Bardzo ciekawy wyrok dla Polaków mieszkających na Cyprze wydał Sąd Administracyjny. Ta decyzja nie dotyczy wprawdzie Polaka, ale w przyszłości władze będą się właśnie powoływać na to rozstrzygnięcie sądowe. Warto więc abyście je poznali.
Mieszkaniec Cypru urodzony w Grecji, posiadający obywatelstwo albańskie (jego rodzice byli Albańczykami) został adoptowany przez mieszane małżeństwo cypryjsko – angielskie w 1998 roku gdy miał 8 miesięcy. I od tego czasu mieszka wraz z rodzicami adopcyjnymi na Cyprze. Przybrani rodzice mężczyzny zdecydowali, że mężczyzna nie będzie miał obywatelstwa cypryjskiego, zdecydowali się o wystąpienie dla niego obywatelstwa Wielkiej Brytanii.

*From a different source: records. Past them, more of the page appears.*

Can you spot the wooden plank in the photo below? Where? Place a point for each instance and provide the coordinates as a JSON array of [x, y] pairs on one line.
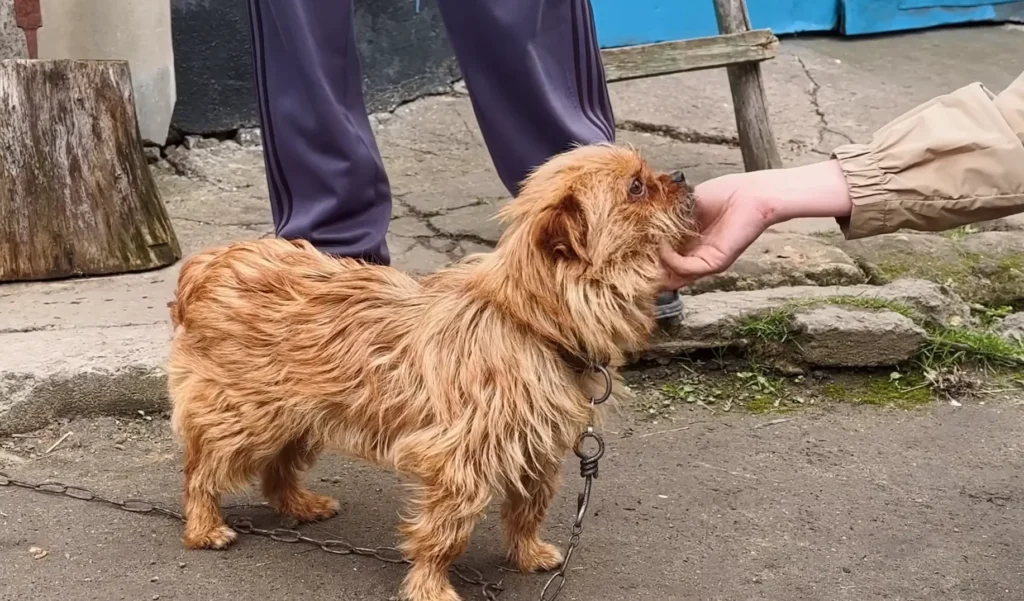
[[662, 58], [756, 139]]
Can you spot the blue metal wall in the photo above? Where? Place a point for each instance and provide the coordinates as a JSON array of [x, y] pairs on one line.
[[625, 23]]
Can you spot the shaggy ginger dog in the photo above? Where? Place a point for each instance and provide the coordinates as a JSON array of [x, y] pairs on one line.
[[469, 381]]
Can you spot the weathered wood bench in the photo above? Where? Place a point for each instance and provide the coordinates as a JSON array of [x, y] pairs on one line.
[[739, 50]]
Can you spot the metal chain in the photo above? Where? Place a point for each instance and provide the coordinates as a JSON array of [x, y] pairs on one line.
[[588, 469], [470, 575], [244, 525]]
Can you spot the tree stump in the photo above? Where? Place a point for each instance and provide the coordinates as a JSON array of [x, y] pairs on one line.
[[76, 194]]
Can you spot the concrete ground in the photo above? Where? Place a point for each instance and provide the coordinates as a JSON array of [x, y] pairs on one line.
[[840, 503], [97, 345]]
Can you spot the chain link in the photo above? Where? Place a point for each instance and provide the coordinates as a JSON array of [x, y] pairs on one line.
[[588, 470], [470, 575]]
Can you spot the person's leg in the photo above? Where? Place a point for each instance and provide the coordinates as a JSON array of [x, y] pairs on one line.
[[536, 79], [325, 173]]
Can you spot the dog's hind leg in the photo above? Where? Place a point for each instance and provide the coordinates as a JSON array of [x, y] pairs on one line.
[[436, 533], [283, 487], [522, 515]]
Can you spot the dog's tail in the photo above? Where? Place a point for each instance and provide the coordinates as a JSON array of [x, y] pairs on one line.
[[190, 281]]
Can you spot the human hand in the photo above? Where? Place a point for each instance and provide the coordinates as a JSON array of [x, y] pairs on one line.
[[730, 217], [733, 210]]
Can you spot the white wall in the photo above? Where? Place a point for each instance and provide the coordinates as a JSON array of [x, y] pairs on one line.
[[137, 31]]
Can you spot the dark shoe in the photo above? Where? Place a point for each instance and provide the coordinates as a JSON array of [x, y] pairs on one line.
[[670, 308]]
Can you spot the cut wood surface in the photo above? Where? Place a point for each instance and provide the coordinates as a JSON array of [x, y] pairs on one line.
[[666, 57], [756, 138], [76, 194]]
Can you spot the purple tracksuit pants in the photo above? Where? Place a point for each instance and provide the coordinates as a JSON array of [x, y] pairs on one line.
[[532, 69]]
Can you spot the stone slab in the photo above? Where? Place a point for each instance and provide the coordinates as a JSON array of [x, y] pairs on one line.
[[778, 259], [844, 337], [84, 372], [714, 319]]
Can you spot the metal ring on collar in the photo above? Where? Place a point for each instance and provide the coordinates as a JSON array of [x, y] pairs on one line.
[[607, 386]]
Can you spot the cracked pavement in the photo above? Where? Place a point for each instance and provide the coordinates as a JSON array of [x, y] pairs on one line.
[[821, 92], [834, 504]]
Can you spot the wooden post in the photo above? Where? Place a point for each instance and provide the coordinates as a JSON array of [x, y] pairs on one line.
[[756, 139], [76, 194]]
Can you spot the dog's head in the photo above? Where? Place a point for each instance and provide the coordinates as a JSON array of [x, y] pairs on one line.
[[600, 213]]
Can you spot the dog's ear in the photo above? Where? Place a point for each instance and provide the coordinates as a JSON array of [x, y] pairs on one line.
[[562, 230]]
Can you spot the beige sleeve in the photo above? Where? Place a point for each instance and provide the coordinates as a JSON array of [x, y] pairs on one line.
[[957, 159]]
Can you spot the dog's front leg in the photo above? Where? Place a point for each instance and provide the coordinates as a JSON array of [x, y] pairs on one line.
[[523, 512], [437, 532]]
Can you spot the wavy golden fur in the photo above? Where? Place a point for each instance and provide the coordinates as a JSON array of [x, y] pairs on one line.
[[459, 381]]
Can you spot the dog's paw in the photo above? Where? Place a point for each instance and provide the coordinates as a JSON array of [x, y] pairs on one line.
[[219, 538], [539, 556], [311, 507], [428, 590]]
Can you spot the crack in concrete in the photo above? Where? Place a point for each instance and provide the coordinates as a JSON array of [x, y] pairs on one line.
[[822, 119], [250, 226], [683, 135], [424, 218], [51, 328]]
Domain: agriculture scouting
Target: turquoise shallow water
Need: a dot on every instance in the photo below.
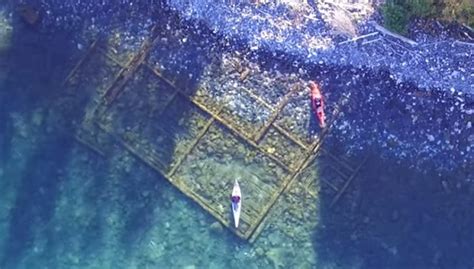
(64, 206)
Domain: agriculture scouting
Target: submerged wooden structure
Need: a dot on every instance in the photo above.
(197, 141)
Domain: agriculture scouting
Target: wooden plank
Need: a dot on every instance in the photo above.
(89, 145)
(81, 61)
(132, 66)
(190, 148)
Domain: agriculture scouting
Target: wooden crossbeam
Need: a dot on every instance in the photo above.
(132, 66)
(347, 183)
(190, 148)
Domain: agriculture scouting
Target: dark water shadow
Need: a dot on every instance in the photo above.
(37, 194)
(396, 217)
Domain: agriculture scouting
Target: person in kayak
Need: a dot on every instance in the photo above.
(235, 199)
(317, 103)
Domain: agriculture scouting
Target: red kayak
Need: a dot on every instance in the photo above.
(317, 103)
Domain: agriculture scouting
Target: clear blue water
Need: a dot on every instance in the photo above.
(64, 206)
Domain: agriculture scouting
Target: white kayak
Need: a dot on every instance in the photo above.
(236, 206)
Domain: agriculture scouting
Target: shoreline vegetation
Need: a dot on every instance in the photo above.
(397, 14)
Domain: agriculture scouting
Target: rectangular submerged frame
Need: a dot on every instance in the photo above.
(253, 225)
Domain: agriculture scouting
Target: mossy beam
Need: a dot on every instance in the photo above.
(132, 66)
(347, 183)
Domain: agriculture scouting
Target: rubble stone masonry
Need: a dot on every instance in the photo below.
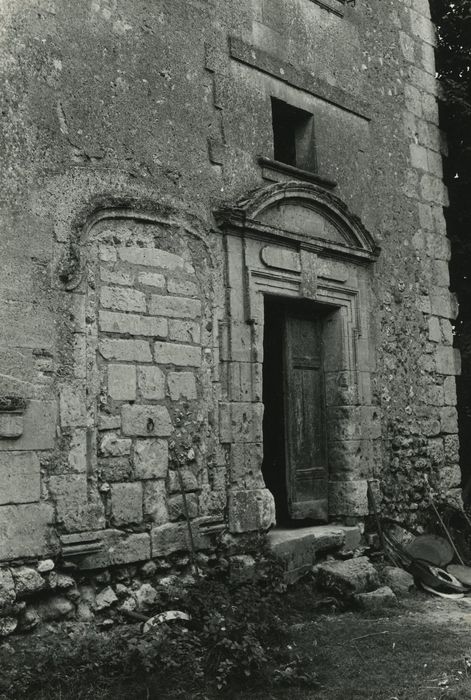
(144, 221)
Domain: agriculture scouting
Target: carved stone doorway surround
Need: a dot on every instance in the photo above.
(297, 241)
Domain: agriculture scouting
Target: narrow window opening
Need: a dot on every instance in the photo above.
(293, 135)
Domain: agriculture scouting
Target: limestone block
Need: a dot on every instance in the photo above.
(436, 451)
(120, 277)
(455, 497)
(344, 423)
(155, 501)
(375, 600)
(451, 445)
(428, 58)
(77, 455)
(251, 510)
(348, 498)
(246, 465)
(442, 303)
(107, 253)
(105, 599)
(213, 502)
(407, 46)
(115, 469)
(133, 324)
(109, 422)
(418, 155)
(122, 382)
(371, 422)
(184, 331)
(450, 477)
(345, 578)
(341, 389)
(55, 608)
(430, 114)
(72, 405)
(153, 257)
(183, 287)
(189, 480)
(113, 446)
(151, 279)
(7, 588)
(174, 537)
(151, 382)
(174, 307)
(447, 330)
(176, 507)
(8, 626)
(177, 354)
(11, 425)
(242, 568)
(413, 100)
(422, 27)
(27, 581)
(146, 421)
(120, 299)
(75, 511)
(431, 187)
(241, 422)
(150, 459)
(19, 477)
(146, 597)
(449, 419)
(434, 395)
(434, 332)
(118, 549)
(126, 503)
(25, 531)
(182, 385)
(125, 350)
(448, 361)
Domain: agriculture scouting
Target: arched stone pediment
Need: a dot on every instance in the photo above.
(303, 212)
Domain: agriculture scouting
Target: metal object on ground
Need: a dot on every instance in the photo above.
(442, 594)
(462, 573)
(432, 549)
(167, 616)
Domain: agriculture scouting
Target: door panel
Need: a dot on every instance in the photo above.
(306, 461)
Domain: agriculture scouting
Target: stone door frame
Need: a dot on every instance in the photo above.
(264, 259)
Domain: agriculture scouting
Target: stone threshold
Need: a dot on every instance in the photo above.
(300, 548)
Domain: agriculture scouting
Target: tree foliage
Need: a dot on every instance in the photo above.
(453, 61)
(453, 57)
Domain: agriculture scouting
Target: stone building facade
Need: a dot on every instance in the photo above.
(224, 272)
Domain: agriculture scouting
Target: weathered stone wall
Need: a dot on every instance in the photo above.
(111, 112)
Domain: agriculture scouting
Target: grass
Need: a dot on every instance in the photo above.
(418, 651)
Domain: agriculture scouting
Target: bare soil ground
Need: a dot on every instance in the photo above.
(419, 650)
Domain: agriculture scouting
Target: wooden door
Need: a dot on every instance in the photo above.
(306, 454)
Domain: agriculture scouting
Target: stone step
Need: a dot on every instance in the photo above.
(299, 548)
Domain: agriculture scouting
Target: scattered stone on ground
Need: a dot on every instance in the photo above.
(28, 581)
(399, 580)
(105, 598)
(345, 578)
(146, 596)
(55, 608)
(375, 600)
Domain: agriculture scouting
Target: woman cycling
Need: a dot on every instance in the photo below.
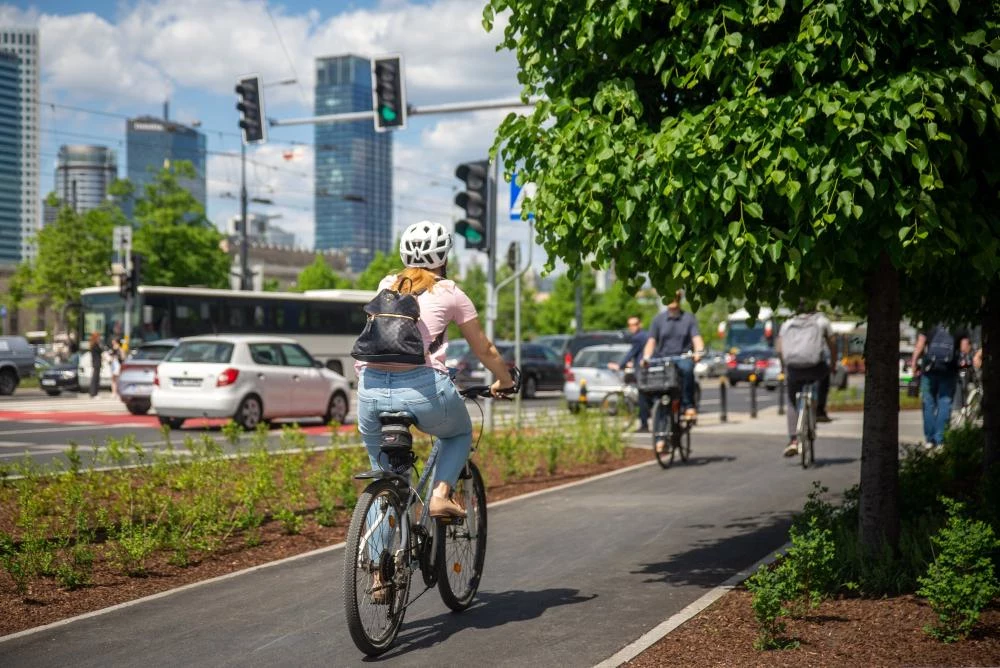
(426, 391)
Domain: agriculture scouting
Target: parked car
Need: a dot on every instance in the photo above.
(17, 361)
(63, 377)
(752, 360)
(591, 365)
(541, 368)
(135, 384)
(557, 342)
(248, 378)
(580, 341)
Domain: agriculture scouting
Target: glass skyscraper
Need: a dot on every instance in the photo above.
(353, 199)
(152, 143)
(83, 174)
(23, 43)
(11, 181)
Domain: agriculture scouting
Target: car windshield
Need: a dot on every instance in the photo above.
(151, 352)
(206, 352)
(595, 359)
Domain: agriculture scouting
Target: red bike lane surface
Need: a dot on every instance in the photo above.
(87, 418)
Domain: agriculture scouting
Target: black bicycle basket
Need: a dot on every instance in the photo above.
(659, 377)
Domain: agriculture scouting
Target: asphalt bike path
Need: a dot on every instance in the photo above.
(571, 575)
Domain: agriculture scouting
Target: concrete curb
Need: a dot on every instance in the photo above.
(654, 635)
(287, 560)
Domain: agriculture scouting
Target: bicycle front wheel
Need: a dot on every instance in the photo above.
(376, 575)
(462, 547)
(663, 433)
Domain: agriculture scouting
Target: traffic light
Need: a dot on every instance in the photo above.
(251, 108)
(474, 226)
(388, 93)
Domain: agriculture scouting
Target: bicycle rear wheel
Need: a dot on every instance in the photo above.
(376, 575)
(462, 547)
(663, 431)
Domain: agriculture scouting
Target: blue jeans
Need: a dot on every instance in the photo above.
(432, 399)
(937, 389)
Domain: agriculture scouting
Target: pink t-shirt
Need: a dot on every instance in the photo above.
(443, 304)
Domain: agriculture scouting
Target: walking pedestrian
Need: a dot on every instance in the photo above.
(96, 350)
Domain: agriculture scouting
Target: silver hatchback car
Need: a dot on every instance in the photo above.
(248, 378)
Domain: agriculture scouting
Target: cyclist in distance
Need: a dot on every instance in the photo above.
(800, 344)
(425, 390)
(672, 333)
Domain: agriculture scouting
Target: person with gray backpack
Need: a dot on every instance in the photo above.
(939, 348)
(801, 342)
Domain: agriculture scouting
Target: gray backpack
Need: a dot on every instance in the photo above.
(802, 341)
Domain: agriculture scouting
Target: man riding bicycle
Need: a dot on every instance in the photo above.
(673, 333)
(800, 348)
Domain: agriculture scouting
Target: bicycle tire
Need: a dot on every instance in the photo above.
(662, 430)
(374, 626)
(462, 547)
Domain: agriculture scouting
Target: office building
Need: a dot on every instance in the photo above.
(153, 143)
(11, 181)
(83, 175)
(353, 198)
(261, 231)
(23, 43)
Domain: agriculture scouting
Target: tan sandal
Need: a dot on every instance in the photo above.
(441, 507)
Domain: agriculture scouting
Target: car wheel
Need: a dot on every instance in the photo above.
(250, 413)
(336, 410)
(8, 382)
(173, 423)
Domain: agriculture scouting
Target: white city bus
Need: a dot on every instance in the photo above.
(325, 322)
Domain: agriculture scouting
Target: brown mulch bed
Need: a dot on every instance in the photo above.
(47, 602)
(842, 632)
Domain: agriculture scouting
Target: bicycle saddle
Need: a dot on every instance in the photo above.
(397, 417)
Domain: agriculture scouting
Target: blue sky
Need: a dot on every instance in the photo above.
(104, 60)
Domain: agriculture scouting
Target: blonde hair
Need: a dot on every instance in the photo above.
(415, 279)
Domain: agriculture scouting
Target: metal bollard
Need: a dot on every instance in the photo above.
(722, 399)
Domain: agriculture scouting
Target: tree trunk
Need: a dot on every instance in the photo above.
(879, 503)
(991, 380)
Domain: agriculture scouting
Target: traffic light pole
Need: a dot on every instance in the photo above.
(491, 280)
(245, 283)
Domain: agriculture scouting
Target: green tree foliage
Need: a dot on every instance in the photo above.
(180, 245)
(74, 252)
(767, 150)
(320, 276)
(381, 266)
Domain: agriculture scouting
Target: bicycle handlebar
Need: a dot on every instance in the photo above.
(484, 390)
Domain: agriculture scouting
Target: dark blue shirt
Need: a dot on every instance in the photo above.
(674, 334)
(635, 352)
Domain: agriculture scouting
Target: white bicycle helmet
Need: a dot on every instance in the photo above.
(425, 244)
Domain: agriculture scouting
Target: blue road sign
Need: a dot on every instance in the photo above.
(517, 195)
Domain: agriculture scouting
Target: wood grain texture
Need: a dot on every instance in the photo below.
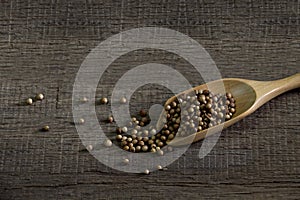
(42, 45)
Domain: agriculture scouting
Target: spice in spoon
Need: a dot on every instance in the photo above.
(186, 115)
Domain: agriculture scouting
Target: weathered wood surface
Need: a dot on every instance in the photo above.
(43, 44)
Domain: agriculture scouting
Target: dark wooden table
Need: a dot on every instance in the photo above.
(43, 44)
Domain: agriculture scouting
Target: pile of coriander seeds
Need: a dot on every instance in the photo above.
(186, 115)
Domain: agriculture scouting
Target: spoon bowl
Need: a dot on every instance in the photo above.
(249, 96)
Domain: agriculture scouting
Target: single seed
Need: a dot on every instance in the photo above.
(135, 141)
(29, 101)
(138, 148)
(126, 161)
(123, 100)
(104, 100)
(39, 97)
(124, 129)
(108, 143)
(145, 148)
(132, 149)
(90, 147)
(126, 148)
(160, 152)
(46, 128)
(110, 119)
(153, 150)
(160, 144)
(119, 137)
(143, 113)
(84, 100)
(119, 130)
(81, 121)
(168, 107)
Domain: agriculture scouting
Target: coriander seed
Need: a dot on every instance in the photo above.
(29, 101)
(108, 143)
(84, 100)
(126, 161)
(39, 97)
(103, 100)
(46, 128)
(110, 119)
(81, 121)
(123, 100)
(119, 137)
(90, 147)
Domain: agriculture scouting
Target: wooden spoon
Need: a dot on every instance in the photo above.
(249, 96)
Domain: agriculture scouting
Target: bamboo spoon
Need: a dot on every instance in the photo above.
(249, 96)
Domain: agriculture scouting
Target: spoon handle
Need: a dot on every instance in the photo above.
(267, 90)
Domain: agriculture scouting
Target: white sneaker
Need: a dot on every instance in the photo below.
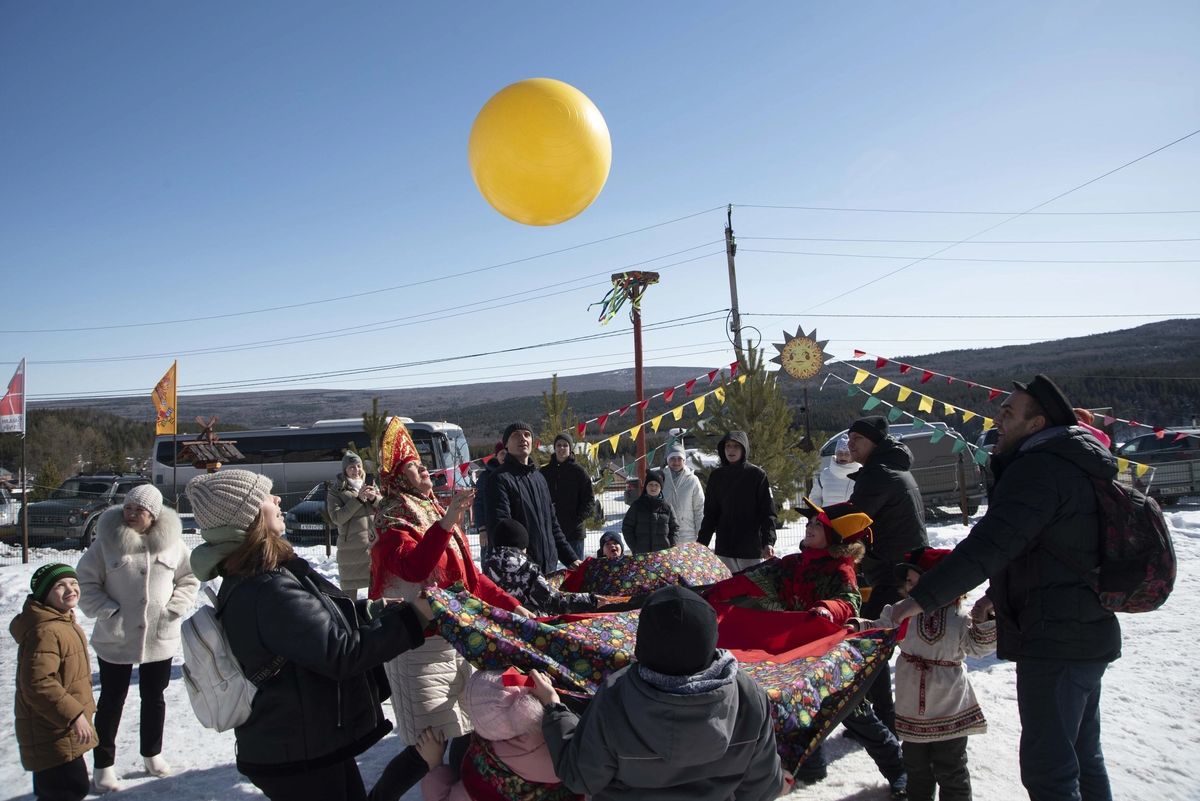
(105, 781)
(157, 766)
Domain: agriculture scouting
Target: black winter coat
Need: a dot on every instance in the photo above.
(649, 524)
(323, 705)
(570, 488)
(520, 492)
(886, 489)
(738, 506)
(1045, 609)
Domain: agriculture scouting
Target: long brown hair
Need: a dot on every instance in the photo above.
(262, 550)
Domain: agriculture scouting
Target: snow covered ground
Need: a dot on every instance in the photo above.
(1150, 712)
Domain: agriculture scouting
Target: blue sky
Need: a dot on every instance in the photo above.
(169, 161)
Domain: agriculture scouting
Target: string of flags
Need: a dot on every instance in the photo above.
(1161, 432)
(927, 403)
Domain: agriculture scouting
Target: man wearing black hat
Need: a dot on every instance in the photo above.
(520, 492)
(682, 722)
(1049, 619)
(570, 488)
(885, 489)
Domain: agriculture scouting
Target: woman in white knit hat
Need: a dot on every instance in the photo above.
(309, 646)
(137, 582)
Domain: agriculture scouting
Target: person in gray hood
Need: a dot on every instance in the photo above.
(681, 723)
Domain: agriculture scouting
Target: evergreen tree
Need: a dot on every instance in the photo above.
(757, 407)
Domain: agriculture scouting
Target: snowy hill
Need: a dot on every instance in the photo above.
(1150, 720)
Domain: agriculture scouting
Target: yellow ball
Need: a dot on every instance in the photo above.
(540, 151)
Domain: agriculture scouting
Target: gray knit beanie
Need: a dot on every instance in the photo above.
(228, 498)
(148, 498)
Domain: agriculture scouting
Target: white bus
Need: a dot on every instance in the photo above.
(299, 458)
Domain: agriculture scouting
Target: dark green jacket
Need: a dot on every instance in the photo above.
(1043, 500)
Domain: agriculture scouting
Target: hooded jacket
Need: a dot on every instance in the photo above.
(323, 705)
(1043, 499)
(649, 524)
(520, 492)
(687, 498)
(355, 531)
(53, 686)
(738, 506)
(886, 489)
(570, 488)
(640, 742)
(138, 588)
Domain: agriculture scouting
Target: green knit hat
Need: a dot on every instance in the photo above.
(46, 576)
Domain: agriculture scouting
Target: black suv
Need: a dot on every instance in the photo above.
(71, 511)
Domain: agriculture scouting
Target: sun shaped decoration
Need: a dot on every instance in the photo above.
(802, 356)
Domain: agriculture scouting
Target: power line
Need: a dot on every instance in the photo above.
(681, 321)
(929, 258)
(1007, 220)
(370, 291)
(455, 311)
(977, 241)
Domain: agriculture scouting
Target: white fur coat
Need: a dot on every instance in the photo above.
(139, 588)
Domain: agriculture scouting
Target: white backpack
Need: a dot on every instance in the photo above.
(220, 692)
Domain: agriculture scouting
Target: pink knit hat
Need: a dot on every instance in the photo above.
(501, 712)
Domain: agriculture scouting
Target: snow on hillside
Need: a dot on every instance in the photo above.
(1150, 717)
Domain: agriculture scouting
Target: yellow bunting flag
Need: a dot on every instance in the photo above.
(165, 402)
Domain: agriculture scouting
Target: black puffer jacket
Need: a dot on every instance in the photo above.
(520, 492)
(570, 488)
(1043, 499)
(738, 506)
(649, 524)
(323, 705)
(885, 489)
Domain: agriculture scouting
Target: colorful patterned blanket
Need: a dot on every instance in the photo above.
(810, 669)
(690, 564)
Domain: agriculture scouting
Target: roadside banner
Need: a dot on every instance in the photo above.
(12, 405)
(165, 402)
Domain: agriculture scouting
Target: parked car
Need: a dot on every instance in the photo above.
(934, 465)
(307, 521)
(1176, 462)
(71, 511)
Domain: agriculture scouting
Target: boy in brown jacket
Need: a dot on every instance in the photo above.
(54, 700)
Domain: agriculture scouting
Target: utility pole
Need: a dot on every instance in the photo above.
(731, 250)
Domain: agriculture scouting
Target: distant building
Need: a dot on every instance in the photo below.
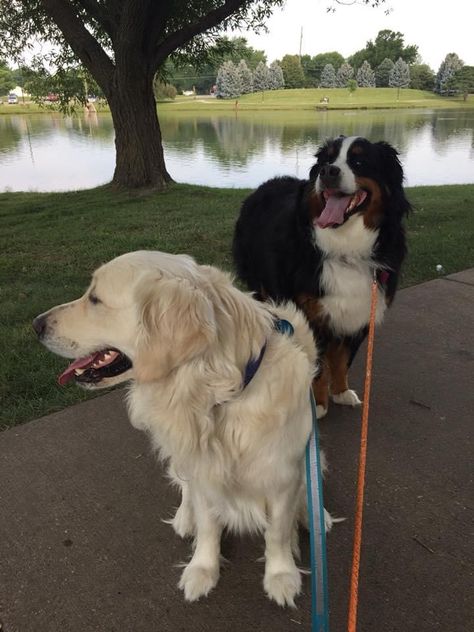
(20, 93)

I tak właśnie się stało – aktualnie 20. letni mężczyzna jest obywatelem Zjednoczonego Królestwa Wielkiej Brytanii.
Pomimo tego, że teoretycznie mężczyzna z Cypryjczykami ma wspólne tylko miejsce zamieszkania Ministerstwo Obrony Narodowej zdecydowało się powołać go do odbycia służby wojskowej. Z tą decyzją nie zgodzili się rodzice mężczyzny i odwołali się do sądu.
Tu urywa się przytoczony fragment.